Un poco edificante déjà vu. Integerrimi magistrati poi tracimati in politica, verso la quale hanno vomitato il più alto disprezzo. Magistrati che esercitano la funzione giudiziaria con arroganza, con punte di megalomania, terrorizzando i difensori, forti del potere di decidere. Impartiscono lezioni calpestando la reputazione e l’onore degli altri operatori del diritto. Affermare l’isolamento morale e l’intimidazione dei magistrati è una impertinente falsità. Dissimula l’Uomo Colto che i simulacri dell’indipendenza della Magistratura e della obbligatorietà dell’azione penale possono tradursi in un forte potere discrezionale, che esercitato da qualche ben intenzionato giovanotto/a, preso dal furore dell’onnipotenza, lo spinga a commettere veri e propri abusi.

Non dice che magistrati di spicco, facendo finta di essere integerrimi, con operazioni ad alta risonanza, utilizzando visibilità a basso costo, cercano un successo pur che sia, deciso dai titoli dei giornali, per poi  sedersi in parlamento, nel governo, negli enti locali. Omette di segnalare che sono pendenti 10 milioni di processi e 20 milioni di cittadini della Repubblica attendono una risposta e quando giunge è fuori tempo massimo. Tralascia di evidenziare che non tutti i magistrati sono eccellenti, saggi, colti, equilibrati, preparati. Che forse non sono molti coloro che hanno radicato il senso della Giustizia, che sono portatori sani della cultura della tolleranza, che sono  consapevoli della inadeguatezza degli strumenti di accertamento della verità.

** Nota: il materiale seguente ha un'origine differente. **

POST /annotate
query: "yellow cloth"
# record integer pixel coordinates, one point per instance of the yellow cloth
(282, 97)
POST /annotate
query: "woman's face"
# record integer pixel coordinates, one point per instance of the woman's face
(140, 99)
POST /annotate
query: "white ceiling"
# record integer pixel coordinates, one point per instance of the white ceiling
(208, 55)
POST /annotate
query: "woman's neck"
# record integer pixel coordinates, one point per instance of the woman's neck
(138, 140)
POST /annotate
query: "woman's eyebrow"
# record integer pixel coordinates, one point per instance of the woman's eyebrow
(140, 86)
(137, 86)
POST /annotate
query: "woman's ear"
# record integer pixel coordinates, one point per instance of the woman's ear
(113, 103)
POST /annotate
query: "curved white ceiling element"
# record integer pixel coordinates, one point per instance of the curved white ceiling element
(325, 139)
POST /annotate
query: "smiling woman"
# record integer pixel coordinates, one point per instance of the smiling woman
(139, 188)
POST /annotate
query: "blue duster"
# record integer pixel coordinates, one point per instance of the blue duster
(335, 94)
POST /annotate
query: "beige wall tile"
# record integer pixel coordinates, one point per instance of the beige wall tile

Cela che i magistrati si giudicano da soli: controllori e controllati sono sempre magistrati. Oblia che i magistrati non sono immuni da responsabilità, che come in tutte le categorie esistono aspetti e situazioni poco nobili e che se l’amministrazione della giustizia è al capolinea forse qualche responsabilità debba essere ascritta anche ai magistrati. Non dice che i magistrati non sono impegnati a rimuovere il volto opaco della Giustizia, a ristabilire la fiducia dei cittadini in una Giustizia sfigurata, polverizzata, azzerata da decenni di fallimenti, di inutili convegni, dibattiti, relazioni, documenti, programmi.

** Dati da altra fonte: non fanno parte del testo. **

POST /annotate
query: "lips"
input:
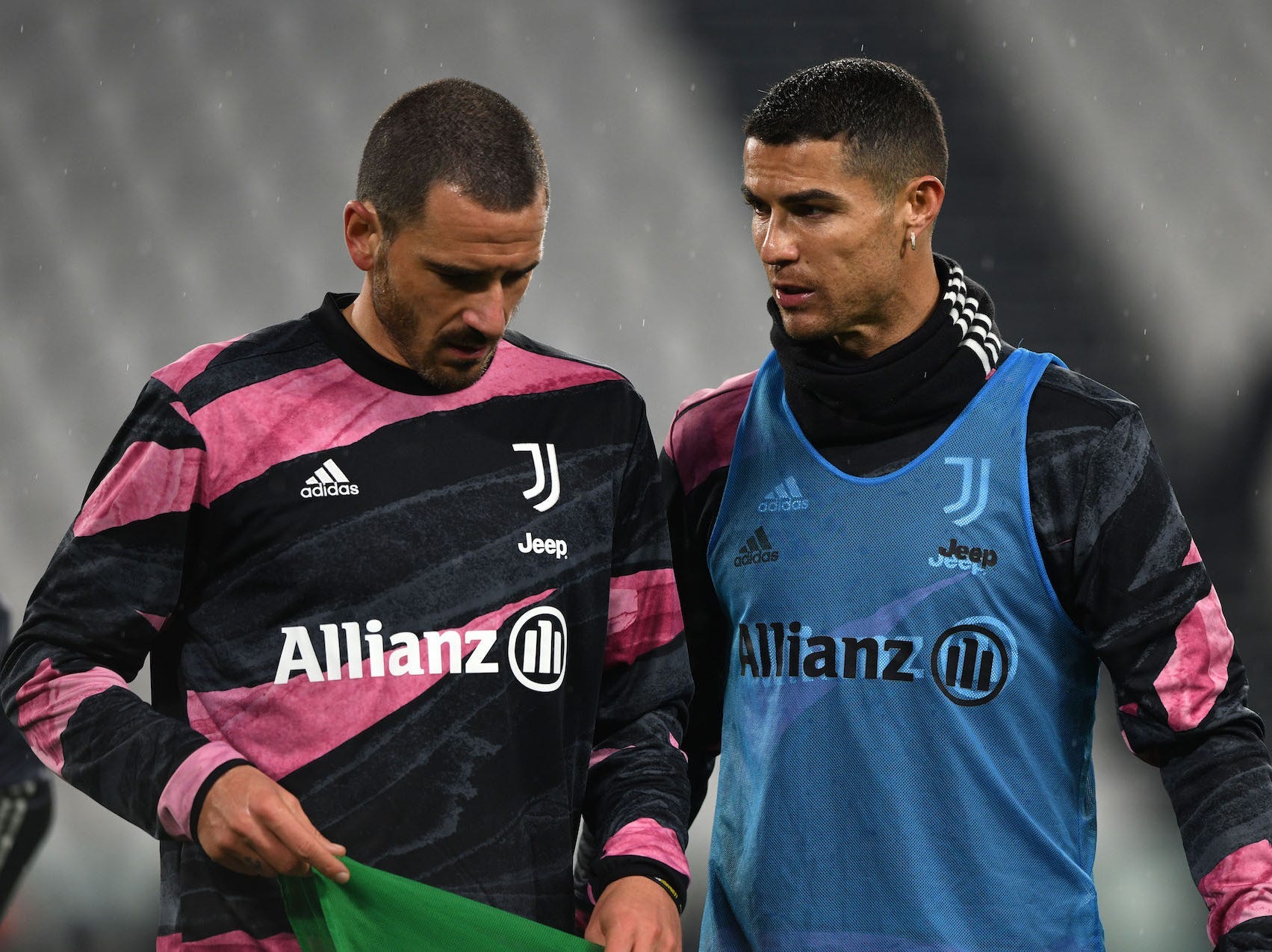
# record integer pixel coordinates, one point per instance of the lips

Tace sulla illegittima pretesa dei magistrati di scrivere le leggi della Repubblica, oltre che applicarle. Sorvola su tutto questo ed anche che la lotta alla mafia è ricca di tante belle parole, di singole azioni silenziose di coraggiosi servitori della Patria e di squillanti attori che poco raccolgono sul versante della contrapposizione al fenomeno mafioso e molto sul versante della visibilità e del clamore. Mai nessuno ha ostacolato le inchieste della magistratura, salvo i criminali, uccidendo eroici inquirenti. I magistrati sono il vero potere: i politici ne hanno paura, i cittadini tremano quando un fascicolo va in mano ad un magistrato. Si delegittimano da soli, assumendo comportamenti non esemplari, con l’alibi di colleghi morti per mano della mafia.

Dopo aver causato un danno irreparabile alla più alta istituzione della Repubblica italiana, dichiarare la solidarietà è una operazione di falsa retorica, di millantato rispetto, di penosa ipocrisia.